2021年度は新型コロナウイルス感染の第3波とともに始まりました。増加する患者に対応するため、通常診療に使用できる病床は全304床から120床まで削減されました。その後の8月の第5波到来時には100床にまで削減され、当科の病床も4床となりました(本来は13床)。第5波の際には常時感染者が70~80人前後入院している状態となり、1日の新規入院患者も10人を超える日が続き、内科の先生達が疲弊し始めたために、外科系医師も新型コロナウイルスの診療に参加することになりました。それまでもPCRセンターや都立多摩総合医療センターのコロナ病棟への月に1回程度の出向はありましたが、本格的に感染患者を受け持つことは初めてでした。しかし、幸いにも、この頃には治療方針もある程度確立されており、専門外の私達でも、内科の先生に相談しながら対処できるような状況でした(それでも、当初は感染するかも、という恐怖心がありましたが)。このように昨年度は、一昨年に続いて、新型コロナウイルス感染症の対応に追われた一年でした。

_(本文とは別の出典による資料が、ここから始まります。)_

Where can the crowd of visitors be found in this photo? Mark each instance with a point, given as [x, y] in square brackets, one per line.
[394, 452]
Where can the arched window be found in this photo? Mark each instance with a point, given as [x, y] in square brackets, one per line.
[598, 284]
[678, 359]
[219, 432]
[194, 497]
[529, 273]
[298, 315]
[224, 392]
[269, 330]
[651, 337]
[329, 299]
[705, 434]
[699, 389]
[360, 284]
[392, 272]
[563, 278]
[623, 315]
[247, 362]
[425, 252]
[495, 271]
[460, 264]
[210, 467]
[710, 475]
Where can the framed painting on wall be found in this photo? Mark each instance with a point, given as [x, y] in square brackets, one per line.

このような中で、生体腎移植は第3波の時期に一時中断しましたが、その後再開し、院内クラスターが発生することもなく、なんとか月に1件のペースで実施継続することができました。
いまだ終息の目途がたたないコロナ禍が続いていますが、でありますが、今年の7月から大久保病院は、現在の公社病院から、都立系、公社系病院の再編に伴い独立法人化され、名称も東京都立大久保病院になります。また、コロナ禍で一時中断していた病院の改修作業も再開されます。この原稿を書いている今、いよいよ第6波がやってきました。コロナ禍での生活、病院での診療にも慣れてはきましたが、それでもやはり、今年こそ、コロナ禍が終息して、人とのコミュニケーションや移動が自由にできる日々が戻り、皆さんとお会いできる日がやってくることを願っています。
今年度もよろしくお願いいたします。